Personal Injury Lawsuits Your Small Business Can Avoid
Seventy five percent of small business owners in America worry they will be the target of a frivolous or unfair lawsuit. Given that tort lawsuit costs in the U.S. have risen at a pace faster than GDP since the 50’s, it’s a reasonable concern.

Below are four of the most common personal injury laws used to bring cases for compensation against small businesses. Included are some tips to help small operations protect themselves against these lawsuits.

Defective Products

Product liability claims can be made against retailers, manufacturers, or other businesses involved in the supply chain for making a product available to consumers. Product liability claims are the least common of all personal injury claims against small businesses, but can quickly run up a high payout. The average award for this type of personal injury lawsuit was over $3.4 million as of 2012.
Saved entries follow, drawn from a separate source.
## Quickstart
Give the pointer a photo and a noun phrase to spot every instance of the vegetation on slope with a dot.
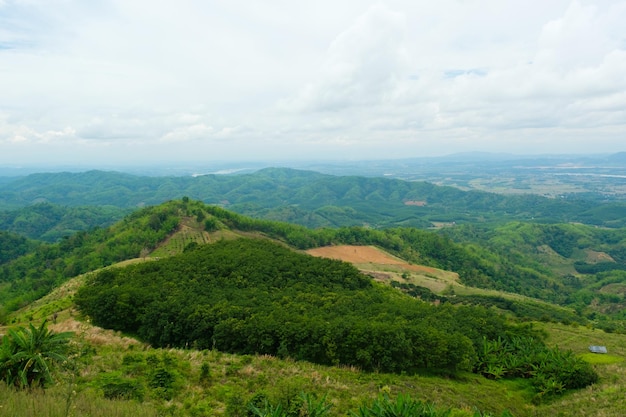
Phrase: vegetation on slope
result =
(50, 223)
(253, 296)
(309, 198)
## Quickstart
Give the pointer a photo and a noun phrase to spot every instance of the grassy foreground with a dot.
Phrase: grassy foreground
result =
(212, 383)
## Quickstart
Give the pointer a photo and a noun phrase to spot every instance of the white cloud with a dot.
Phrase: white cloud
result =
(292, 79)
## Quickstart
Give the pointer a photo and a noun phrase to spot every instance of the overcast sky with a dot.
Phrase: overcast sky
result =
(129, 81)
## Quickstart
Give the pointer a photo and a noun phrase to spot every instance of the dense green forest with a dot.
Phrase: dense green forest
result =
(50, 223)
(527, 259)
(253, 296)
(32, 275)
(251, 291)
(310, 199)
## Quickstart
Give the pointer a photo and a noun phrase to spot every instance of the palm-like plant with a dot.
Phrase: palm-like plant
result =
(29, 355)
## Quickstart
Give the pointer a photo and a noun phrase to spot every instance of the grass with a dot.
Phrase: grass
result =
(220, 384)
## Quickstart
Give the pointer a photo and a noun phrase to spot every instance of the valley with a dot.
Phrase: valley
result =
(127, 290)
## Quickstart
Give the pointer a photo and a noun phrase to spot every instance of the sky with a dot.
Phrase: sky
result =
(139, 82)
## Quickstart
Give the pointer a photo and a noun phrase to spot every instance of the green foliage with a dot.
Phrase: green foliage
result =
(116, 386)
(35, 274)
(28, 356)
(402, 406)
(308, 198)
(51, 222)
(255, 296)
(552, 371)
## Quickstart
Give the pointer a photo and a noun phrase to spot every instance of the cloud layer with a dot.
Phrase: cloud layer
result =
(178, 81)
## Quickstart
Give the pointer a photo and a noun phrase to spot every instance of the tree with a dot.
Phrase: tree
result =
(28, 356)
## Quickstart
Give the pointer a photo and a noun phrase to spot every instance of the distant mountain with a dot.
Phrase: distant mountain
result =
(308, 198)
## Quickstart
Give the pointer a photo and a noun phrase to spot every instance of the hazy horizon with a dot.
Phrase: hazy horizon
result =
(108, 82)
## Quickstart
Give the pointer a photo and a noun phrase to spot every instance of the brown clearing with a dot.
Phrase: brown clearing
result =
(365, 255)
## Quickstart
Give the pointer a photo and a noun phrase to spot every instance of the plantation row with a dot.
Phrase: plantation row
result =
(252, 296)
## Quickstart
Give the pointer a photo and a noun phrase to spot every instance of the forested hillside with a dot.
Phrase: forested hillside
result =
(308, 198)
(258, 297)
(209, 278)
(50, 223)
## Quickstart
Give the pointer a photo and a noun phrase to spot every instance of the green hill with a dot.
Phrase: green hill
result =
(210, 281)
(308, 198)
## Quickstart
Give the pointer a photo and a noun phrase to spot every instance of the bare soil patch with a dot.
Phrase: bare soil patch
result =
(359, 255)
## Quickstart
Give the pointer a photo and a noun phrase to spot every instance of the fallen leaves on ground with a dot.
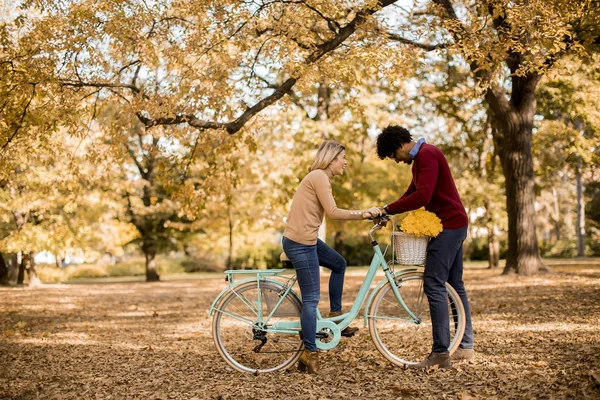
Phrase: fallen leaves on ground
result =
(536, 337)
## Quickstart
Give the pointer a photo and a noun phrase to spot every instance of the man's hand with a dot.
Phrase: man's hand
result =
(371, 213)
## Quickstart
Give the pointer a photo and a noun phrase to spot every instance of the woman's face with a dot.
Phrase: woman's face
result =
(339, 163)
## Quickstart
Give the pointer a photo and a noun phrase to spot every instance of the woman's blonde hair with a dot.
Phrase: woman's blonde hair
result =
(328, 151)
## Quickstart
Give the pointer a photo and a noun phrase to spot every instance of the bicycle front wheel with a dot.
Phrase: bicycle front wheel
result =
(241, 335)
(396, 335)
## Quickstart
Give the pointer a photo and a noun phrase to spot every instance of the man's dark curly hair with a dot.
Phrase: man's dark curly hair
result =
(391, 139)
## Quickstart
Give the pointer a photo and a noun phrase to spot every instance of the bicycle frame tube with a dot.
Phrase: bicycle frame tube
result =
(390, 279)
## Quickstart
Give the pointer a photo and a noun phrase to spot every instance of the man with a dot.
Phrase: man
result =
(433, 187)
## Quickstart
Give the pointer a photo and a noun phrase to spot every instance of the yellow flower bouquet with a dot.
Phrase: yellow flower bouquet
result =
(410, 243)
(421, 223)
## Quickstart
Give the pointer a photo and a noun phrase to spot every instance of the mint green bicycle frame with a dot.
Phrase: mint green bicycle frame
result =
(334, 324)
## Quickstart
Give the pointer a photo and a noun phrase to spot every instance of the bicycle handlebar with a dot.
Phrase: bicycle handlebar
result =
(378, 223)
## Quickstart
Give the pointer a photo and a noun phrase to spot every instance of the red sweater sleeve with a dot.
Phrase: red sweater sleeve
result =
(425, 173)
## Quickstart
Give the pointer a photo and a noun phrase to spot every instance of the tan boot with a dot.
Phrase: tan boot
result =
(309, 361)
(442, 360)
(347, 331)
(463, 354)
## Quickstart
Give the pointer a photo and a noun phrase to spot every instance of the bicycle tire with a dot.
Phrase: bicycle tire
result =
(395, 335)
(236, 340)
Product liability pertains to defects in a product sold. Issues with designing, manufacturing, and marketing can all give rise to a product liability claim. To limit possible exposure, it is important that businesses ensure the products they sell, supply, or manufacture:

conform to the appropriate rules and regulations
are tested at all stages of the production lifecycle to ensure defects do not exist
put component parts through a robust due diligence process
include necessary warning labels on packaging
negotiate indemnification from upstream sources with manufacturers or designers to ensure they hold financial responsibility if their product causes a consumer harm

Claims for Workplace Injuries

All employees expect to be able to perform their workplace responsibilities in a safe environment that keeps them free from injury. While there has been a reduction in work place injuries over the past decade, they do still happen. When they do, they can be costly.
Not only will the business be liable for any medical expenses or lost wages, in instances where an employee is no longer able to work they also need to cover costs associated with replacing the injured worker. Employers will also need to carry the cost of decreased productivity, legal expenses, and increased insurance premiums. All of this can result in a business being unable to continue.
Businesses must adhere to relevant occupational health and safety laws and regulations set by the Department of Labor. It is imperative that all businesses employing staff have current workers compensation insurance policies.
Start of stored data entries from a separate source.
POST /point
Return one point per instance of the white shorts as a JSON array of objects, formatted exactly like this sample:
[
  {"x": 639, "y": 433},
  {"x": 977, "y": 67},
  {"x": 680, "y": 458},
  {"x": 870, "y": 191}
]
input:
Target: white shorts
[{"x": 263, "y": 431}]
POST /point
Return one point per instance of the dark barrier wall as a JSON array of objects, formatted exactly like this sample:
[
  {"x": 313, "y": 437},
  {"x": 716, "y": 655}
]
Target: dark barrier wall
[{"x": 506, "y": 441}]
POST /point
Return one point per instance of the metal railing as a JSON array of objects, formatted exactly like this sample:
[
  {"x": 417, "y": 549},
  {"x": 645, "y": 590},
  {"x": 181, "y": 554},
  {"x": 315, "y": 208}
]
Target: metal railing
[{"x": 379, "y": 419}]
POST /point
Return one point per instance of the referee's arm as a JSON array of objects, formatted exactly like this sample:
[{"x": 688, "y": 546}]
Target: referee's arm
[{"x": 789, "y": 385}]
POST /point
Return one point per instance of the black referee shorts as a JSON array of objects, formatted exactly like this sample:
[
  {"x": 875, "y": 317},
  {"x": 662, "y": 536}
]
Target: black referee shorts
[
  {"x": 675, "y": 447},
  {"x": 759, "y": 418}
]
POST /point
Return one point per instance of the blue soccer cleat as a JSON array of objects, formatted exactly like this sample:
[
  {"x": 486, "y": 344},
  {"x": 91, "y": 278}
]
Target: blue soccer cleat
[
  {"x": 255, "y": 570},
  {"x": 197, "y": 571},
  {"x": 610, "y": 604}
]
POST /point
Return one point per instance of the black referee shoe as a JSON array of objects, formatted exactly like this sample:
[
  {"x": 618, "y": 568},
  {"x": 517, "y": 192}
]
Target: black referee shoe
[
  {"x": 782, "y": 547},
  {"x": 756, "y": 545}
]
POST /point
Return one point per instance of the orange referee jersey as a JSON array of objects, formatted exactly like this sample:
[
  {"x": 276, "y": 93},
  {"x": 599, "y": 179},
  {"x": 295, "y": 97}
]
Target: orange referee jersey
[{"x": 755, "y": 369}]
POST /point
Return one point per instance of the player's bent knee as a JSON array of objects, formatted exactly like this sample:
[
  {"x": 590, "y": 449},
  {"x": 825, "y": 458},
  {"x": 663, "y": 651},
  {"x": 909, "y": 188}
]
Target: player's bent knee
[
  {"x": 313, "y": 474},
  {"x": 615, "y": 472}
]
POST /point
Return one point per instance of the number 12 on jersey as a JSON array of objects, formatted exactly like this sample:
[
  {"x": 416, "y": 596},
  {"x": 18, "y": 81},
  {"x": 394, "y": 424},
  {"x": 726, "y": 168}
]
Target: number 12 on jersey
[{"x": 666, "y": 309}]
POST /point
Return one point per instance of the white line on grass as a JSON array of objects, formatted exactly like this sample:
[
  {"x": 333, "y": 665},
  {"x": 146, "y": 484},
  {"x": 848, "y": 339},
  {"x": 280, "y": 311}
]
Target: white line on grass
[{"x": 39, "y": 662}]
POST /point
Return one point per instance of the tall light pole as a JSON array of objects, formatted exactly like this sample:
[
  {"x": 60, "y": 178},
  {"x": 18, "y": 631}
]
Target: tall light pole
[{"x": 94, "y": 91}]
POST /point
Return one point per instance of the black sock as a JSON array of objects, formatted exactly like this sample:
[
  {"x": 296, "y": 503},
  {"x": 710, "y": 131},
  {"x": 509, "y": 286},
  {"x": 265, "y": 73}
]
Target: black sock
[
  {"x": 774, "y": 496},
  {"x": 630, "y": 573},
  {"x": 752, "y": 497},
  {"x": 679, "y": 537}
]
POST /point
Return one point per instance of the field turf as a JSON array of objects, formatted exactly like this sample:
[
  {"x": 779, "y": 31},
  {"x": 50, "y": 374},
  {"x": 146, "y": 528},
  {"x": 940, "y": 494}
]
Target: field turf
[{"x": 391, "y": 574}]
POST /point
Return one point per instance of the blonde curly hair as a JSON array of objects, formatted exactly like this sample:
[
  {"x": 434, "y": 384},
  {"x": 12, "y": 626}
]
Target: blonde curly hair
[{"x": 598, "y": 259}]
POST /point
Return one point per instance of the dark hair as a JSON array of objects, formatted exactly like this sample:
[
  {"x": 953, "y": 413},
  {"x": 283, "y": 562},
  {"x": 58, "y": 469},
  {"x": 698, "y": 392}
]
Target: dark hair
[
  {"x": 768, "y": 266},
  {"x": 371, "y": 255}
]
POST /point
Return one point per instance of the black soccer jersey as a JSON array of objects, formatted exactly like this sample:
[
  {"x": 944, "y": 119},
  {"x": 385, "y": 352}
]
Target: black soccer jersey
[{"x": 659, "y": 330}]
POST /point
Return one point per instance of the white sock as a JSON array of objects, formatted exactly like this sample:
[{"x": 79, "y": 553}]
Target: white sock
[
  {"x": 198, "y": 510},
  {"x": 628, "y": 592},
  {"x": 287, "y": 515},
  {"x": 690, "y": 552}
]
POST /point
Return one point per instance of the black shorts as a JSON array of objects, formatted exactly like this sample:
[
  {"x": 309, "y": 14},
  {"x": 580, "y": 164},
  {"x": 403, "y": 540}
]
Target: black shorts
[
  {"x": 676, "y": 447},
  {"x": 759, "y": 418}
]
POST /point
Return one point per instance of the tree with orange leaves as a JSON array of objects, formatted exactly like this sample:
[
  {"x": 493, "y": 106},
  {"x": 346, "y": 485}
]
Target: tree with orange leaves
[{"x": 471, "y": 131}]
Accidents on Your Premises

Premises liability claims are based on the theory that property owners are responsible for injuries or accidents that occur on their premises. This is the second most common claim made against small businesses. It includes any injury caused by a variety of hazardous conditions, from slip and fall claims to dog attacks. Property liability claims can be made against property owners, tenants, or maintenance providers.

All potential risks must be identified, fixed, or mitigated with appropriate signage to ensure a safe place of business is maintained. It is wise for businesses to keep records of maintenance work, cleaning records, and other relevant documentation pertaining to the upkeep of their premises. This will enable them to respond to premises liability claims.

Public Liability and Negligence

The most common and complicated of all claims made against small businesses, public liability covers a range of civil wrongs based on a breach of duty of care. The applicant is usually successful if such a breach can be proven. To prove the breach it must be shown that:

a duty of care was owed.
a breach of that duty was made.
the breach of duty is the cause of the injury.
the injured party deserves damages.

Damages are the final step to finalizing a personal injury case. Compensation for damage incurred is devised through a mathematical equation.

It is imperative that thorough records are kept, showing that the business has done all that can be reasonably expected to ensure the safety of their customers and clients. A case study detailing how an outdoor education business successfully responded to such a claim gives a great example of the extent of record keeping required to successfully fight a public liability case.
 By understanding the process for a personal injury claim and adhering to relevant laws and record keeping processes for their particular vertical, businesses of all kinds can protect themselves from unfair or frivolous claims for compensation.